Three of the most common interchanges of words I’ve come across in my writing of this book is:
Trial vs. Trail
Trial refers to the process of a civil or criminal court trial.
Trail refers to the hiking trails in the outdoors.
With just two vowels in these words, they mean completely different things – almost like light and dark. I’ve caught this so many times that’s it’s not funny. But thankfully, I noticed these blunders. I must have had hiking on the brain when I made these mistakes. After going through so many trial and appeal documents you’d think my fingers and brain would know the difference and type trial instead of trail.
Except vs. Expect
With the interchange of three letters, these two words mean something completely different. I noticed these word exchanges and it transforms the entire meaning of the sentence.
Except means basically exclude, while expect means something is likely to happen. Different meanings altogether, but when I’ve been writing these two words I have gotten them mixed up.
Reserve vs. Reverse
With the interchange of four letters, these two words mean something completely different as well.
Reserve means to hold off using and save it for the future, while reverse means everything from going backwards to acting in a usual manner. Once again one of these words can change the entire meaning of a sentence or passage.
How I caught these mistakes during my editing was when I was hard editing my Hunt book. I’d make manual changes on a printed manuscript, but then I took it a step further to ensure all my bases were covered.
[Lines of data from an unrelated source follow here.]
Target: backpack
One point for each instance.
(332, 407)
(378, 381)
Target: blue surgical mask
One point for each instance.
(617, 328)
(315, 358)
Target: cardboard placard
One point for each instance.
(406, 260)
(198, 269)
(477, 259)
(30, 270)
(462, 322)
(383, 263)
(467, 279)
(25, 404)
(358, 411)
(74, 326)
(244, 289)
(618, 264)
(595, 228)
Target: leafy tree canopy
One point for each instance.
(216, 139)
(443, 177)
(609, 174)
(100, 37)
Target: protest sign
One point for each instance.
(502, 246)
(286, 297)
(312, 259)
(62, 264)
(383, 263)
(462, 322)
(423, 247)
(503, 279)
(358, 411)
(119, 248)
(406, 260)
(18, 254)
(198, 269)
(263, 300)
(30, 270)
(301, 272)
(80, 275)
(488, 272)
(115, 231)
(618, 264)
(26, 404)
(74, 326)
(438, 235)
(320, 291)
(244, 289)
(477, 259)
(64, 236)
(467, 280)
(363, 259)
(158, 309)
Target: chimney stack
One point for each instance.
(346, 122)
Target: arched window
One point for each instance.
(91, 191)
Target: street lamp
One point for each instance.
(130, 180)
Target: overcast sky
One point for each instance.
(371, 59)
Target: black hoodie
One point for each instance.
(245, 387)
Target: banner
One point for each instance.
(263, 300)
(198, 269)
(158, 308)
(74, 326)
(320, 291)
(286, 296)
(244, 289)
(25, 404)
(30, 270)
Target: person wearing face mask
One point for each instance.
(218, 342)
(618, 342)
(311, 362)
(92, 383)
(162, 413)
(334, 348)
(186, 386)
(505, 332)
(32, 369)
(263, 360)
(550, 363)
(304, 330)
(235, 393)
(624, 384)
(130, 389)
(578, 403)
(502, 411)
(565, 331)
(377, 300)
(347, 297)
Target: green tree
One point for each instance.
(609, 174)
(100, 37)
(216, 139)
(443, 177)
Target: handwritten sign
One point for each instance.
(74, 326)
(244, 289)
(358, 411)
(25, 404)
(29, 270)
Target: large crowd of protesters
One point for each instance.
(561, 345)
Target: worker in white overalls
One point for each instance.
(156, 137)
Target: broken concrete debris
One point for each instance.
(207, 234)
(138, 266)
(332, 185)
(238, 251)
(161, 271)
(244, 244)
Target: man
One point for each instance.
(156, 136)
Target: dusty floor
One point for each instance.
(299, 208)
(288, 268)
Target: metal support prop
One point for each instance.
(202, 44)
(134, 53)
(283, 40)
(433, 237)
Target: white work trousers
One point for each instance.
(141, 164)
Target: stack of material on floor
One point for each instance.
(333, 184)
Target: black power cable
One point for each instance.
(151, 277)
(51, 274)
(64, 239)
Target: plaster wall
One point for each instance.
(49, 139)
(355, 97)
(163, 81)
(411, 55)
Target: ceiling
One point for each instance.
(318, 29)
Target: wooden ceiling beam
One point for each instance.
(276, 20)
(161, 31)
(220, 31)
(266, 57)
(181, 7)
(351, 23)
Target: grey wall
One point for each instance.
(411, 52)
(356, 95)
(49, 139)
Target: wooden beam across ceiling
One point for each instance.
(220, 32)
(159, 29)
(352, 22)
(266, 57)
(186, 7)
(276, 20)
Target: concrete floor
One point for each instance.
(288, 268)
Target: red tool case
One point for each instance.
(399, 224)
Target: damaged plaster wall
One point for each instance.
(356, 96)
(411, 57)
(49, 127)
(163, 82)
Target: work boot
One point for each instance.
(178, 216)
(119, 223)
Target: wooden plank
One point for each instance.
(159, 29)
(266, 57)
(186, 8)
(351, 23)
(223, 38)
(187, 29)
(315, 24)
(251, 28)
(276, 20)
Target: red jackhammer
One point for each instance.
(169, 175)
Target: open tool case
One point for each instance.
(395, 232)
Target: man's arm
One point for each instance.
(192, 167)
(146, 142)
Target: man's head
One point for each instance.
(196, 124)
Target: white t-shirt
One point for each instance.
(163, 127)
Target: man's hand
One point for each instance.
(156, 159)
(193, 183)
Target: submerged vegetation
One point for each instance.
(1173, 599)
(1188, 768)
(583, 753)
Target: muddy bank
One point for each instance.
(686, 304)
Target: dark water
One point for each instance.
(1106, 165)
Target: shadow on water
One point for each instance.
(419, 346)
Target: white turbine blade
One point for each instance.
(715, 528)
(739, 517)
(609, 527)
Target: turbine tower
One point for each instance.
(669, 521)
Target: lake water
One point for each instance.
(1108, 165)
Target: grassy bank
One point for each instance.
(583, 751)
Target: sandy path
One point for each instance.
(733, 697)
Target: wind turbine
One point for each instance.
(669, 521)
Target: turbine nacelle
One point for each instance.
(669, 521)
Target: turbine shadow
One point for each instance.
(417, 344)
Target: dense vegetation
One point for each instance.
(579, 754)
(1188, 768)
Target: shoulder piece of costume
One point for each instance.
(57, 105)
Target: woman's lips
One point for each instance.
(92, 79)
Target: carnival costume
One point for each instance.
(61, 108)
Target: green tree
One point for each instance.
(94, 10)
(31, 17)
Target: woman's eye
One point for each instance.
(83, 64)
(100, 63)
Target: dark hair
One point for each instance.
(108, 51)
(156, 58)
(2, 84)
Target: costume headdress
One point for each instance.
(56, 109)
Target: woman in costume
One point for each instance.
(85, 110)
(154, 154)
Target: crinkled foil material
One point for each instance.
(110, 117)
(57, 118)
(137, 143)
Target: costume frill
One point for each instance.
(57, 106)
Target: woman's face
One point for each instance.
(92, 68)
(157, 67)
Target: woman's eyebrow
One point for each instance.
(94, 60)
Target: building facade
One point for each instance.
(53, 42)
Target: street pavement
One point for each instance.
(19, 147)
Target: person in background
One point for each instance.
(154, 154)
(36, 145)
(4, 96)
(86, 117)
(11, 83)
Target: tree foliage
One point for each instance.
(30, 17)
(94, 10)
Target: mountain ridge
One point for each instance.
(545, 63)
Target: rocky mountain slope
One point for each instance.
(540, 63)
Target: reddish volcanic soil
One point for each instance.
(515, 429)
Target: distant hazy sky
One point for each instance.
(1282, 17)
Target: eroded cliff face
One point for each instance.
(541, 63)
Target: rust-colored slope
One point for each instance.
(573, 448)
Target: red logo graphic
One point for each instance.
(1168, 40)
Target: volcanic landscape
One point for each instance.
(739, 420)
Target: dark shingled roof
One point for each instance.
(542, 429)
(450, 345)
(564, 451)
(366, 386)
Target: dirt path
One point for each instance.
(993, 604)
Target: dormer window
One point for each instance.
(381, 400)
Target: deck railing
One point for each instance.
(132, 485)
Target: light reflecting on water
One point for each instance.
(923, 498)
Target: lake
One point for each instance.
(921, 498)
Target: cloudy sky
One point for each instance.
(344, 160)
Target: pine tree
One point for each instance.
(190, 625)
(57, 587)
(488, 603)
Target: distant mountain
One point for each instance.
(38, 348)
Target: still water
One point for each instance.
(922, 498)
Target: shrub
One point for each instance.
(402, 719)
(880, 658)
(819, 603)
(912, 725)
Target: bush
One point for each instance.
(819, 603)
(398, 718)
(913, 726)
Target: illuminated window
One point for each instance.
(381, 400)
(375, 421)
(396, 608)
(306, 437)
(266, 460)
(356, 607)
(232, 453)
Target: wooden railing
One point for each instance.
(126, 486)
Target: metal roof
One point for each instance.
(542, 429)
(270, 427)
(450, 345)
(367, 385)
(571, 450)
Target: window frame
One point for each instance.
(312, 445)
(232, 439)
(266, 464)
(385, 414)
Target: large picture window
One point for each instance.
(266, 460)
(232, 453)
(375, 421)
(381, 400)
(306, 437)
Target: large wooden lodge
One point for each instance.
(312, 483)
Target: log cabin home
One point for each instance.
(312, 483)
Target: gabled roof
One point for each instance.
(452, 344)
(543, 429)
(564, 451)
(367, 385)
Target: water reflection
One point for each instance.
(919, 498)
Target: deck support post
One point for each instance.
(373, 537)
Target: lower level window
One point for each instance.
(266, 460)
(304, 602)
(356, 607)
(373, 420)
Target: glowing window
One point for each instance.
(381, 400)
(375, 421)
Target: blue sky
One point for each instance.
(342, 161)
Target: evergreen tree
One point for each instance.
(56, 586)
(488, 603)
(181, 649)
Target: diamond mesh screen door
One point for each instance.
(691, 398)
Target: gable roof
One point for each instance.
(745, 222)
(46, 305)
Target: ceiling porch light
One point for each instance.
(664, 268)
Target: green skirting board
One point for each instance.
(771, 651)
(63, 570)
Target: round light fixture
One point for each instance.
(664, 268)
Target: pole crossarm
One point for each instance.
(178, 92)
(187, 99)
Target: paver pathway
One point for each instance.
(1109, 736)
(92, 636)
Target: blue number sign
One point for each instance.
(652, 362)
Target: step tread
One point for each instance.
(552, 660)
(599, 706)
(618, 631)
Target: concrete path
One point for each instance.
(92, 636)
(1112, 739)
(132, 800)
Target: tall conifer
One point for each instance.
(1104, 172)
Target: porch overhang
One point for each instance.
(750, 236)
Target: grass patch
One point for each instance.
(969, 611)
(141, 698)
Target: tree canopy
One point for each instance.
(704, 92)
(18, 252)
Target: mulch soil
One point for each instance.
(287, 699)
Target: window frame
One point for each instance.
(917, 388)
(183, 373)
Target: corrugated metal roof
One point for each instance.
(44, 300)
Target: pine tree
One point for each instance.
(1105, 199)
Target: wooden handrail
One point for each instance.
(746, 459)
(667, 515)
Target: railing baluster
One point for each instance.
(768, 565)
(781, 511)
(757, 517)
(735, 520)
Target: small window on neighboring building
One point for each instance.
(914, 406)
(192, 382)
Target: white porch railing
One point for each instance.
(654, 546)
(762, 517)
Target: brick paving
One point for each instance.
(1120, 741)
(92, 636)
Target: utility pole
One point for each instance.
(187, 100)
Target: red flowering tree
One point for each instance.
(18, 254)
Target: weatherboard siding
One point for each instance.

Even after inserting my edits into the computer, I’d use the search function in Word to double check on finding each of these words. This gave me the added confidence that every single one of these words was correct in the context of the writing. No matter how many times I’ve done a paper edit, there was always one or two trails not corrected.
All my problem words have been identified in my Hunt book. I’m sure in the next book I write I’ll encounter new problem words to identify.
Recognize your problem words with interchanges like the ones that plagued me. Write them down. Then do a search function in the document to help you find if those word interchanges are in your document like I encountered in my own writing. The search function can be your lifesaver.